6

I have a C extension that is called from my multithreaded Python application. I use a static variable i somewhere in a C function, and I have a few i++ statements later on that can be run from different Python threads (that variable is only used in my C code though, I don't yield it to Python).

For some reason I haven't met any race condition so far, but I wonder if it's just luck...

I don't have any thread-related C code (no Py_BEGIN_ALLOW_THREADS or anything).

I know that the GIL only guarantees single bytecode instructions to be atomic and thread-safe, thus statements as i+=1 in Python are not thread-safe.

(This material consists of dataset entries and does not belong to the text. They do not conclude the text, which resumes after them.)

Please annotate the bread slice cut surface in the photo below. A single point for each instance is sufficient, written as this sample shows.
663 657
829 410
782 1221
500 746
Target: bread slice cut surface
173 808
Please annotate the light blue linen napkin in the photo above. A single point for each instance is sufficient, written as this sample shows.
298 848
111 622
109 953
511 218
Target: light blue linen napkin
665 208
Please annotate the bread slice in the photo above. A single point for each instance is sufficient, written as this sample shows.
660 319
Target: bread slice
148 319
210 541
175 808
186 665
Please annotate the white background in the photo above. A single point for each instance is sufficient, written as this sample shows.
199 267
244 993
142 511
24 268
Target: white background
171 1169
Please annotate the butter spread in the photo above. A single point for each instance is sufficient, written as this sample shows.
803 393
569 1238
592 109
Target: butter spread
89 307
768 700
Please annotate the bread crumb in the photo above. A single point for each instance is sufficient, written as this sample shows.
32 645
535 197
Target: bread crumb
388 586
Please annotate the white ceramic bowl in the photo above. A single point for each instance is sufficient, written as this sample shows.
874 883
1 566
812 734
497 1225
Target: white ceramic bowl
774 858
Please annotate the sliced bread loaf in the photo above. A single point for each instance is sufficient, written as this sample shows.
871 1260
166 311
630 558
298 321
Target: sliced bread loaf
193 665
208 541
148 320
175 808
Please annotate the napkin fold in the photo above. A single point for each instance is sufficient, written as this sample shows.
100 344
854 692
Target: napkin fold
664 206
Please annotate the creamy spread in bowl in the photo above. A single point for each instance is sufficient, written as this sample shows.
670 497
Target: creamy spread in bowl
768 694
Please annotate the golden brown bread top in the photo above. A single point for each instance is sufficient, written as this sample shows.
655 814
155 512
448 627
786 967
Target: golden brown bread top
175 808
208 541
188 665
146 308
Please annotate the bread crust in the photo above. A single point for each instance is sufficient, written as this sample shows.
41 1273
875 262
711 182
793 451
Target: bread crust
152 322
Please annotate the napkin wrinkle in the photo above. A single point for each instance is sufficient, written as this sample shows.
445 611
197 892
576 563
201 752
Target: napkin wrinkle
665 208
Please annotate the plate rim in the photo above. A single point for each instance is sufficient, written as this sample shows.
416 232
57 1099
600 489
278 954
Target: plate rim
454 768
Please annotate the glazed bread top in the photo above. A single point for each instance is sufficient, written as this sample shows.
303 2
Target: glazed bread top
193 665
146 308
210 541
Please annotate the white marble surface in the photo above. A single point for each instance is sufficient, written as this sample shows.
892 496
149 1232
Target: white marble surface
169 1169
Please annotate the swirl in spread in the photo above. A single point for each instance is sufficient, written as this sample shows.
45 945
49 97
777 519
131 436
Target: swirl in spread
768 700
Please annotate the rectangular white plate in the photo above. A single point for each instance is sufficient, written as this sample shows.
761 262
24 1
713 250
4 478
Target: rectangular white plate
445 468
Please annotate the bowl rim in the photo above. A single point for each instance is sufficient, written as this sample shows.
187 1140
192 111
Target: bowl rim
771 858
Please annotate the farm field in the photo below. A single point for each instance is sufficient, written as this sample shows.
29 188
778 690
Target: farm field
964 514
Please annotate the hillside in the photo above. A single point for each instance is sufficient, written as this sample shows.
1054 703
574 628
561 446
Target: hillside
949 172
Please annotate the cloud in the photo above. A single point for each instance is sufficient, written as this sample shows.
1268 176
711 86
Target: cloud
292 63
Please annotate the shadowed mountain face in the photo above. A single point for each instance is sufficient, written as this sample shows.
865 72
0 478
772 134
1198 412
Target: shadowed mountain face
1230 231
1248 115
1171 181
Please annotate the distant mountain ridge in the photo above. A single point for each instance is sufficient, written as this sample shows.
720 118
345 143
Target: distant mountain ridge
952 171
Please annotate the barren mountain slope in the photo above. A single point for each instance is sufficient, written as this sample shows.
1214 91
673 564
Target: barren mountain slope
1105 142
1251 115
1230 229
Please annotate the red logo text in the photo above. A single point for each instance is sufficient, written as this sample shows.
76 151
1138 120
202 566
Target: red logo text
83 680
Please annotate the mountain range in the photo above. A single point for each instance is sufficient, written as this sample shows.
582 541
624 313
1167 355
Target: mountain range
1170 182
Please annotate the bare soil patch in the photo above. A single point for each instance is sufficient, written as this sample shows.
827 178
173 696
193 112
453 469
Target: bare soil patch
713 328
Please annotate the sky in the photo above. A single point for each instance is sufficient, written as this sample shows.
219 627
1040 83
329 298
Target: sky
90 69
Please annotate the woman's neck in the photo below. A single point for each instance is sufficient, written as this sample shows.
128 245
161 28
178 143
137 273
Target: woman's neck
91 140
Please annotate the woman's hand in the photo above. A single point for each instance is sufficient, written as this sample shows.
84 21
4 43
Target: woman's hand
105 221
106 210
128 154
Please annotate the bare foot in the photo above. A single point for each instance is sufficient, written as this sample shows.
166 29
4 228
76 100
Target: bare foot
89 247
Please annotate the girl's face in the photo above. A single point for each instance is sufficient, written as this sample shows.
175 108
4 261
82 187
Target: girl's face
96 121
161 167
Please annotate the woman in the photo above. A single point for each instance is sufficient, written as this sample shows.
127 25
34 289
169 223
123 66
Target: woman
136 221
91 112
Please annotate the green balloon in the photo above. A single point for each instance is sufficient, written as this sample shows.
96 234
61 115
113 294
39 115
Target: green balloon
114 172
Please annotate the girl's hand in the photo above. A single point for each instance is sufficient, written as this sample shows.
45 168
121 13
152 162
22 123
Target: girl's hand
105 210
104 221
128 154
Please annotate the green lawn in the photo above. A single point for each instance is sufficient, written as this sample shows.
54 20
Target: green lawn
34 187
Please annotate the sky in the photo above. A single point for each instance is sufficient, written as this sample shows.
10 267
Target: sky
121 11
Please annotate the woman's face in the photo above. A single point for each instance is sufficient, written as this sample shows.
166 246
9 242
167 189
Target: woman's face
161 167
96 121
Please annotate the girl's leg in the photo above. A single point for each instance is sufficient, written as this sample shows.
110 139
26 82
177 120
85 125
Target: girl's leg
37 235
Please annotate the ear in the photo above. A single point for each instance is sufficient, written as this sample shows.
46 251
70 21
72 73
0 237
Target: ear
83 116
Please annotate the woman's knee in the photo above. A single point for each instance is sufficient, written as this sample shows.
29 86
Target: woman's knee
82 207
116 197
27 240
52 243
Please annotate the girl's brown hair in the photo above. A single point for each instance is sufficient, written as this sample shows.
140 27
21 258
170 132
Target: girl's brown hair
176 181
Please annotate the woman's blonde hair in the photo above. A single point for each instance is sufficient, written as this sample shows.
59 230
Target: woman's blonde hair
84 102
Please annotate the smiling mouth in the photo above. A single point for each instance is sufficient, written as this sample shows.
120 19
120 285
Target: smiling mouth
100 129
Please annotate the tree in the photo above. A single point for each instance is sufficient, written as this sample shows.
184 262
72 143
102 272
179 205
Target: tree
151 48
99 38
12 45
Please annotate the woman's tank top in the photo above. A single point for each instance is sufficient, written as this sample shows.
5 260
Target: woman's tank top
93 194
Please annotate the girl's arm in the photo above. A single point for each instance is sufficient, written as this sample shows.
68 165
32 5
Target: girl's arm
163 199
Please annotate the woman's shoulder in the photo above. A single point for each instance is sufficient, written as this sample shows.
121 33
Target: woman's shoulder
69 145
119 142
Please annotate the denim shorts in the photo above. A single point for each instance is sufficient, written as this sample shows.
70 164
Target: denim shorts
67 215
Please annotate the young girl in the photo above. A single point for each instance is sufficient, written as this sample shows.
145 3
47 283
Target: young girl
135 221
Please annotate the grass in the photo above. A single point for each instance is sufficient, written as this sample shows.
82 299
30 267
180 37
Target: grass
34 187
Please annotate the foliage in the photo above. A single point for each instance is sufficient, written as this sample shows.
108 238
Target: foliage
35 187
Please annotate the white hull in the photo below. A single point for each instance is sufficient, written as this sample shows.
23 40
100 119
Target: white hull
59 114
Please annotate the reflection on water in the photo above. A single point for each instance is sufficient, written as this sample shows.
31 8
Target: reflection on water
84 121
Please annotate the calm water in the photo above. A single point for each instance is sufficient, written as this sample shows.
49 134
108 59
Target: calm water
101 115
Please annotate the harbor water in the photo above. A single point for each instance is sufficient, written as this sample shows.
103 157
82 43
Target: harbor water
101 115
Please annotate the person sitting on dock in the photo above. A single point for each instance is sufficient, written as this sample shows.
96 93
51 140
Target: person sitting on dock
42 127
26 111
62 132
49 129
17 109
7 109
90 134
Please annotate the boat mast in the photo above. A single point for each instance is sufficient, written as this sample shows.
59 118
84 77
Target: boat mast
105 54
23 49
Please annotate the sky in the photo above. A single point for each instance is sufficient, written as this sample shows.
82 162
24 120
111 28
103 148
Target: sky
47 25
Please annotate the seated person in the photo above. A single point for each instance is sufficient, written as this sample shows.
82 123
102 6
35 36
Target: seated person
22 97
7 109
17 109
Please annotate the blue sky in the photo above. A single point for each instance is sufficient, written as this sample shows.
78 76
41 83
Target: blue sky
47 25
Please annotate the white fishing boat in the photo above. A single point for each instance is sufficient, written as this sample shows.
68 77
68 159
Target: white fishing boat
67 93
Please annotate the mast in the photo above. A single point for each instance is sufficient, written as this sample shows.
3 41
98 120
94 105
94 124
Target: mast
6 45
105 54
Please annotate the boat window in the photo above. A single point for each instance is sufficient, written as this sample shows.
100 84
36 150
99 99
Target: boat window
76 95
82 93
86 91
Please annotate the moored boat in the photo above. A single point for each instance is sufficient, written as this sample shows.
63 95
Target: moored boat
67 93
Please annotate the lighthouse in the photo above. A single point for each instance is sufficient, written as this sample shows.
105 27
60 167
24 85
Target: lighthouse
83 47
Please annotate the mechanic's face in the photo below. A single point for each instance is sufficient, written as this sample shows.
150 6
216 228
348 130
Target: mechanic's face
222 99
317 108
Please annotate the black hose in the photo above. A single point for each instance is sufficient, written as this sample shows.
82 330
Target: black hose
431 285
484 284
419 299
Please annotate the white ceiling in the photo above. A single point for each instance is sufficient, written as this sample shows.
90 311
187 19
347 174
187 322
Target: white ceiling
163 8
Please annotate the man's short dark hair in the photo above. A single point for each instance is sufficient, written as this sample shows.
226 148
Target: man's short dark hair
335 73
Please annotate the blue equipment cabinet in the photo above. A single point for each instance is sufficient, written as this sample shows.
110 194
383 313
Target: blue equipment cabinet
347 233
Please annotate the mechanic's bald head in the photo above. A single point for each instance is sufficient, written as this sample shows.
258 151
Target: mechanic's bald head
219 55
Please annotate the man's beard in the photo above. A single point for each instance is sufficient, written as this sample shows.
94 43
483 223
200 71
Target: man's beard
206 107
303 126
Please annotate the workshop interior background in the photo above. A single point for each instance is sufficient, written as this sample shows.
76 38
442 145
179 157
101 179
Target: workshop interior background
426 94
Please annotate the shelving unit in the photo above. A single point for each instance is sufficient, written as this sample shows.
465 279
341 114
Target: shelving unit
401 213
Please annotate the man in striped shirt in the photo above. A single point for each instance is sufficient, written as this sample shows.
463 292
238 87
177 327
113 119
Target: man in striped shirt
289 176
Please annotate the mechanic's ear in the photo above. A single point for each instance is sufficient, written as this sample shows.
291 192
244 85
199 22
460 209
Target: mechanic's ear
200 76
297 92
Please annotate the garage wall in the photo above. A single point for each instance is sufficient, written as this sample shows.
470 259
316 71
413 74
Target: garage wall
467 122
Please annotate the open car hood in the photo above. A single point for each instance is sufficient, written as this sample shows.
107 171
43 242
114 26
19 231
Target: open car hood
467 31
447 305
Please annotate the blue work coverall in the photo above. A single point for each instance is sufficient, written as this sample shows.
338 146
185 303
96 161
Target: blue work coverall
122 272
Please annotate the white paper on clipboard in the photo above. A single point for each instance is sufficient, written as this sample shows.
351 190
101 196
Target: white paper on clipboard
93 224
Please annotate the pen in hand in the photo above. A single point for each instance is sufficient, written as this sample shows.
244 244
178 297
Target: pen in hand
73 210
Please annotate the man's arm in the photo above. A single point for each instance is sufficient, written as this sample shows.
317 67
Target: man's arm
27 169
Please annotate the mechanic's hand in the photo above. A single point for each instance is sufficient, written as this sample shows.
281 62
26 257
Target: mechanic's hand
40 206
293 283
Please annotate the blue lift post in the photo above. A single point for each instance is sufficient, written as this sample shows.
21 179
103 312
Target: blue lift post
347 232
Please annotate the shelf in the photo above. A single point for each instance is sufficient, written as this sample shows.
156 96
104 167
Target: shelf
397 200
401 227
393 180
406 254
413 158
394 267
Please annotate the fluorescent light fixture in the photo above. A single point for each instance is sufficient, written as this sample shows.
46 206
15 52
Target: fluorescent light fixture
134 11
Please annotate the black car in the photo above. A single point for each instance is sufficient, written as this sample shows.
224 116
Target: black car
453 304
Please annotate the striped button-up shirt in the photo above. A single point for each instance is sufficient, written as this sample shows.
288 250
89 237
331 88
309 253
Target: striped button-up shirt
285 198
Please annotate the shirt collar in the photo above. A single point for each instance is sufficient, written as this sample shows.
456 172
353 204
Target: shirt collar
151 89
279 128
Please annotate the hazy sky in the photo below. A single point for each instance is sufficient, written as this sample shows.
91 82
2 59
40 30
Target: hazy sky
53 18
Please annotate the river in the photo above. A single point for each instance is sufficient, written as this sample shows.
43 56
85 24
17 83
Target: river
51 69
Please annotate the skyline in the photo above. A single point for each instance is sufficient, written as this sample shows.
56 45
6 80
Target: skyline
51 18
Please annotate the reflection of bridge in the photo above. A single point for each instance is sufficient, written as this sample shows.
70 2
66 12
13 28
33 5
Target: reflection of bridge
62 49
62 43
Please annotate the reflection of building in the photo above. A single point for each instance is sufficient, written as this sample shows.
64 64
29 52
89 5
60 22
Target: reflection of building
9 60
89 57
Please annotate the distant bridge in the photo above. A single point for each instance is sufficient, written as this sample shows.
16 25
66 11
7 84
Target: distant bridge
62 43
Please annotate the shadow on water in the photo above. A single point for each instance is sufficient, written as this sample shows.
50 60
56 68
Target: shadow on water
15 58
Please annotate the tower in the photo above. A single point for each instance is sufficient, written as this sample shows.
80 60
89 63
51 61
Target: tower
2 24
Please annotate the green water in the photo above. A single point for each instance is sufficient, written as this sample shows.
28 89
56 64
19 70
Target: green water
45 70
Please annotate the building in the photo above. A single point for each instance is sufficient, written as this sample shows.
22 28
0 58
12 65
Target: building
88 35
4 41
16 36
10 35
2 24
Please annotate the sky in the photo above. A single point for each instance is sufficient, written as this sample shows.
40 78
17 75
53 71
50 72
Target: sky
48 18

But I don't know about a i++ instruction in a C extension. Any help ?

DenverCoder9
  • 151
  • 8
  • 2
    "I know that the GIL only guarantees single bytecode instructions to be atomic and thread-safe" - it doesn't even guarantee that. Your `i++` in C should be fine, though; the GIL can't be released in the middle of that. C code won't release the GIL unless it makes an explicit call to give other threads a chance to run (but be careful about calls to code you don't control, which might make that call for you). – user2357112 Feb 02 '17 at 15:44
  • Wow, I'm even more confused now. I read [here](http://stackoverflow.com/questions/1717393/is-the-operator-thread-safe-in-python) that single bytecode instructions are thread-safe... And what do you mean, C code will not ever release the GIL unless explicitly told to ? Like, even if I put a `sleep` or some wait/IO instruction ? Once you enter C code, it's just one single atomic execution ? – DenverCoder9 Feb 03 '17 at 10:03
  • 2
    Common misconception, but no, they're not threadsafe, most obviously because a single `BINARY_ADD` or whatever opcode could resolve to an arbitrary user-defined function written in Python. You have to be sure that executing the opcode can't lead to the invocation of other Python code, and that any C code involved won't explicitly release the GIL. – user2357112 Feb 03 '17 at 15:47

2 Answers2

4

Python will not release the GIL when you are running C code (unless you either tell it to or cause the execution of Python code - see the warning note at the bottom!). It only releases the GIL just before a bytecode instruction (not during) and from the interpreter's point of view running a C function is part of executing the CALL_FUNCTION bytecode.* (Unfortunately I can't find a reference for this paragraph currently, but I'm almost certain it's right)

Therefore, unless you do anything specific your C code will be the only thread running and thus any operation you do in it should be thread safe.

If you specifically want to release the GIL - for example because you're doing a long calculation which doesn't interfere with Python, reading from a file, or sleeping while waiting for something else to happen - then the easiest way is to do Py_BEGIN_ALLOW_THREADS then Py_END_ALLOW_THREADS when you want to get it back. During this block you cannot use most Python API functions and it's your responsibility to ensure thread safety in C. The easiest way to do this is to only use local variables and not read or write any global state.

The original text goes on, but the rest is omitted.